UNIDENTIFIED AERIAL PHENOMENA – Siamo soli nell’Universo?
Quante volte, soprattutto le sere d’estate, alziamo gli occhi al cielo verso il manto stellato, ammirando quelle bellissime luci nel cielo e, inconsciamente o no, cerchiamo quel qualcosa che ci faccia venire un brivido lungo la schiena, quella sensazione ancestrale proveniente da una delle tante domande che ci poniamo da secoli: “Siamo soli nell’universo?”.
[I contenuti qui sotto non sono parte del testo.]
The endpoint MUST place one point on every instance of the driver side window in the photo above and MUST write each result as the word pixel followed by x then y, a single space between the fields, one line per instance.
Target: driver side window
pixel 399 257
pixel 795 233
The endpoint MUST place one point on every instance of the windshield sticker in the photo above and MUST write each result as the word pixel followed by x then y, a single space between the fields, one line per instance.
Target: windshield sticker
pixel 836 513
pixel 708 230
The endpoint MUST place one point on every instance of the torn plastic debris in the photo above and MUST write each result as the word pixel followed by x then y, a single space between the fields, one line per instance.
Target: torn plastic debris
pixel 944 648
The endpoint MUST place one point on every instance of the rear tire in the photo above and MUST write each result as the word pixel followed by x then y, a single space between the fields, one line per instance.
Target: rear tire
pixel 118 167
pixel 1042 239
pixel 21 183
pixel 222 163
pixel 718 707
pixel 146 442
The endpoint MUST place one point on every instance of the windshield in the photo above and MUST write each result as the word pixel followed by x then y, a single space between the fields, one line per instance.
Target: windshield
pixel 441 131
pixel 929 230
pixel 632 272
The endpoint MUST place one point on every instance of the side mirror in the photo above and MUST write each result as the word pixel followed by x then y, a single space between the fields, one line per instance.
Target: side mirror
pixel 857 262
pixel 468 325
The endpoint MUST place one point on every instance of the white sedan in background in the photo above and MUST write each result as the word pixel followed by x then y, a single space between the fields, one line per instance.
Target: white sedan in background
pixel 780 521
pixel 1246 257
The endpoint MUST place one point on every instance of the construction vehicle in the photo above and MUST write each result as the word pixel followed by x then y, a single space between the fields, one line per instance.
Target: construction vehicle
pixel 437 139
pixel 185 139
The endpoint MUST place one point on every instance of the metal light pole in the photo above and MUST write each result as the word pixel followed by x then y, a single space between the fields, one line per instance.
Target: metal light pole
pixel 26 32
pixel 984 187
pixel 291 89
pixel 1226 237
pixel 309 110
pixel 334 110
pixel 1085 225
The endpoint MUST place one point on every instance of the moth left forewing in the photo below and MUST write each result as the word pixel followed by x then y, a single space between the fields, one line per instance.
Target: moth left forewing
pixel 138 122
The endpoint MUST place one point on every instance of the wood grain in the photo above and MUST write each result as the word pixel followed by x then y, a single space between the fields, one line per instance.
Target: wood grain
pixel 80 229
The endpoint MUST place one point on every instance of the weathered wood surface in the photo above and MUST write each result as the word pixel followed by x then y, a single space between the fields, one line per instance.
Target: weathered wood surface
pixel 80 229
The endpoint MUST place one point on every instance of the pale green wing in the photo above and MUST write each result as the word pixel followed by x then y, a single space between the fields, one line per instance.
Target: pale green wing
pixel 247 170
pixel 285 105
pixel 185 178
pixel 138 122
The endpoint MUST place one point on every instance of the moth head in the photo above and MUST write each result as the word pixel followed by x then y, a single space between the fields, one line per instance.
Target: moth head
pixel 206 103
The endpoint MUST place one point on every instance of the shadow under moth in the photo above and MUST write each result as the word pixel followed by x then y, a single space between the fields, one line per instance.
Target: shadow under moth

Era il 24 giugno 1947 quando Kenneth R. Arnold, un aviatore statunitense, dichiarò di aver visto nove dischi lucenti dal volo irregolare presso i cieli del monte Rainier, a circa 100 km dalla città di Seattle, mentre svolgeva un’attività di ricerca militare di un velivolo andato disperso. Fu il primo avvistamento dell’era moderna a cui si attribuisce la nascita dell’ufologia, disciplina che studia e cerca di spiegare (scientificamente) l’origine e la consistenza delle anomalie osservate nei cieli. Successivo all’avvistamento di Arnold, susseguirono altre centinaia di segnalazioni in tutti gli Stati Uniti. Più i media ne parlavano e più questi avvistamenti aumentavano, arrivando anche ad essere segnalati oltre Oceano fino a raggiungere l’estremo Oriente. Dagli anni 50 agli anni 70 il mondo intero ha puntato gli occhi al cielo alla ricerca dei “dischi volanti”. Il termine UFO acronimo di Unidentified Flying Object (oggetto volante non identificato) era sulla bocca di tutti.
Da UFO a UAP
Anche se UFO etichetta qualunque oggetto individuabile che avesse forme, colori o movimenti “anomali”, venne collettivamente associato a navicelle extraterrestri. Tra il 1947 e il 1969 l’USAF (Aereonautica militare statunitense) perseguì alcuni studi sistematici del fenomeno, raggruppati in quello che venne denominato Project Blue Book nato soprattutto per capire se questi eventi fossero una minaccia per gli Stati Uniti d’America, aveva anche lo scopo di delineare scientificamente la natura degli avvistamenti. Il 17 dicembre 1969 il progetto venne concluso con 12618 casi, di cui il 5% (701) vennero archiviati come “non identificati”.Fu solo uno dei tanti studi del fenomeno che ancora oggi trova spazio in molti centri di ricerca di tutto il mondo, i quali si dedicano a dare una spiegazione scientifica a queste “luci nel cielo”. Negli studi odierni gli avvistamenti sono classificati con la terminologia Unidentified Aerial Phenoma (UAP), per non fare confusione con l’acronimo UFO che nella cultura pop rimanda irrimediabilmente a velivoli alieni, ma soprattutto per dare un’accezione scientifica a questi fenomeni che, il più delle volte, sono attribuibili a fenomeni meccanici, fisici e/o chimici. Vengono suddivisi in cinque categorie distinte: disordini aerei, fenomeni atmosferici, tecnologia industriale (come palloni meteo), tecnologie straniere e/o nemiche, other (altro). Molto spesso la scomparsa di un velivolo o un’incidente aereo avvenuto senza una spiegazione fisica o meccanica può suggestionare e far pensare al più facile caso di attacco UFO, essendo questo un mito comune della cultura popolare fantascientifica che risale al film del 1951 “Ultimatum alla Terra” e poi ripreso da molte altre pellicole dello stesso genere, dove gli ostili extraterrestri sono in possesso di una sorta di arma che attraverso una corrente elettromagnetica ha il potere di “bloccare” qualsiasi apparecchio elettronico. In realtà, il nostro pianeta è bombardato da radiazioni di ogni tipo, qualcuna proveniente dal pianeta stesso e i suoi elementi, altri provenienti dal cosmo, in primis il nostro Sole. E’ quindi facile, seppur molte volte tragico, che queste radiazioni mandino in tilt radar, satelliti o ricevitori. Se radiazioni o elementi radioattivi sono responsabili di incidenti, anche le nostre stesse tecnologie vengono classificate come UAP che provocano avvistamenti e incidenti.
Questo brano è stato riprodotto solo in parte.